Just my two cents, I'd actually recommend to get speakers that are fairly flat until 80 hz (+ go down to 50 hz max) and supplement them with two subwoofers that can be controlled separately. Bass is fairly hard to cope with in any room, no matter how good the treatment, so having exceptional monitors for treble and midrange with the option of adding the bass and substracting it with a few clicks is the best you can do for mixing and keeping track of true full range (flatter response + better extension than any full range speaker.


----------



## Gabriel S. (Feb 25, 2021)

As others said, at the end is a matter of taste, personal preferences and trial and error (and your room...). The last months I've tested Amphion One18, Two18, PMC IB1 and Tyler D1X...and I liked none of them . I prefered what I already have + subwoofers.

Anyways, I've heard good things about the Heeds. The APS no idea. I'd say that if you can buy both so you can decide by yourself. Then you can return the unused pair (some stores give you 2-4 weeks so you can try different speakers). Or, you can also search in the second hand market, it's a good way of trying different monitors and finding your taste and preferences.

Good luck!


----------



## kgdrum (Feb 25, 2021)

Blocking the ports of speakers will do two things,it will kill the bass and will not allow the speakers to perform as designed.
A good bass response is partially derived from the speakers but is also dependent on the room(size,treatment?) and proper placement.
Additionally using a subwoofer is tricky and is effected by a good crossover, crossover points ,the actual room and speaker placement.
The size of the space will also determine what kind of low frequencies can be utilized correctly.


----------



## Instrugramm (Feb 25, 2021)

Gabriel S. said:


> As others said, at the end is a matter of taste, personal preferences and trial and error (and your room...). The last months I've tested Amphion One18, Two18, PMC IB1 and Tyler D1X...and I liked none of them . I prefered what I already have + subwoofers.
> 
> Anyways, I've heard good things about the Heeds. The APS no idea. I'd say that if you can buy both so you can decide by yourself. Then you can return the unused pair (some stores give you 2-4 weeks so you can try different speakers). Or, you can also search in the second hand market, it's a good way of trying different monitors and finding your taste and preferences.
> 
> Good luck!


Maybe try the Amphion One 15s, the 18s didn't do it for me either tbh.


----------



## Instrugramm (Feb 25, 2021)

kgdrum said:


> Blocking the ports of speakers will do two things,it will kill the bass and will not allow the speakers to perform as designed.
> A good bass response is partially derived from the speakers but is also dependent on the room(size,treatment?) and proper placement.
> Additionally using a subwoofer is tricky and is effected by a good crossover, crossover points ,the actual room and speaker placement.
> The size of the space will also determine what kind of low frequencies can be utilized correctly.

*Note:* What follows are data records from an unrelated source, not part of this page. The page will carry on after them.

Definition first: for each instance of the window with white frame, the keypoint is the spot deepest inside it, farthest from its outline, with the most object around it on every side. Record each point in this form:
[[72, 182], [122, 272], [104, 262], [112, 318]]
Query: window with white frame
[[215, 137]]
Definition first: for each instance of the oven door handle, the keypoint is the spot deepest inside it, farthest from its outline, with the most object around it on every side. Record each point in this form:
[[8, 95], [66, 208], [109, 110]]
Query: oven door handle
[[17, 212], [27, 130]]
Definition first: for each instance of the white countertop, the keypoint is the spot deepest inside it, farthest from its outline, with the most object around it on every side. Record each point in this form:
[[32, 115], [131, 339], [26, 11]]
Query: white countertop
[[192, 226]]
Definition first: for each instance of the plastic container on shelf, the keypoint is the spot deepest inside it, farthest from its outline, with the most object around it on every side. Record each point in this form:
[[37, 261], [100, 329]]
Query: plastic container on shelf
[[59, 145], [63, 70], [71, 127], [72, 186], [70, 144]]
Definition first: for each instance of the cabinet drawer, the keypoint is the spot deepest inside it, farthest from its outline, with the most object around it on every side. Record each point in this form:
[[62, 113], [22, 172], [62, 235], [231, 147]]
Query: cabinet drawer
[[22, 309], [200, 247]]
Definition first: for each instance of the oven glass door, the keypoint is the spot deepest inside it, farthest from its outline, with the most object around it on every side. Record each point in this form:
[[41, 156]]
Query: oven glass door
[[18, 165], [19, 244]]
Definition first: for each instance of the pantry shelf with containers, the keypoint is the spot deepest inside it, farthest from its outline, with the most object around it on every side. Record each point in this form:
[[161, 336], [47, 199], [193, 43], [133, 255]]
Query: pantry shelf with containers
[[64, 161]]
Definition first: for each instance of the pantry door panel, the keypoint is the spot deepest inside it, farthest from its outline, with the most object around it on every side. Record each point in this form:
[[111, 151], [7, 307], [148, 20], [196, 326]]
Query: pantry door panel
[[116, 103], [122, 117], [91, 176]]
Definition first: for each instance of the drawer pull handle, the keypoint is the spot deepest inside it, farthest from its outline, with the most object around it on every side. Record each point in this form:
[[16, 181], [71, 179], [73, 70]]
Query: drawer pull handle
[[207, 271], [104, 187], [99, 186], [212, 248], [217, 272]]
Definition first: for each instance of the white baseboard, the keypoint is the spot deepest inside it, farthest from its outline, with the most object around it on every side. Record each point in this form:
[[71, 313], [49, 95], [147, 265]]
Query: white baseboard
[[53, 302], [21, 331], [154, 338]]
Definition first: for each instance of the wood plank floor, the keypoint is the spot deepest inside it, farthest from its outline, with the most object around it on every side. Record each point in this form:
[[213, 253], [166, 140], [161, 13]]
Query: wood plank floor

Yes but adding two subwoofers will allow for better placement than an mtm setup, effectively counteracting standing waves especially when using DSP. I use an 80hz crossover on my Amphions + SVS subs when tracking, for mixing I only switch on the subs for occasional checks and at the end the subs will be used for a last "master" but without crossover (just limiting the subs via cutoff to output from 19 to 50 hz only while the Amphions play "full range").


----------



## Gabriel S. (Feb 25, 2021)

Instrugramm said:


> Maybe try the Amphion One 15s, the 18s didn't do it for me either tbh.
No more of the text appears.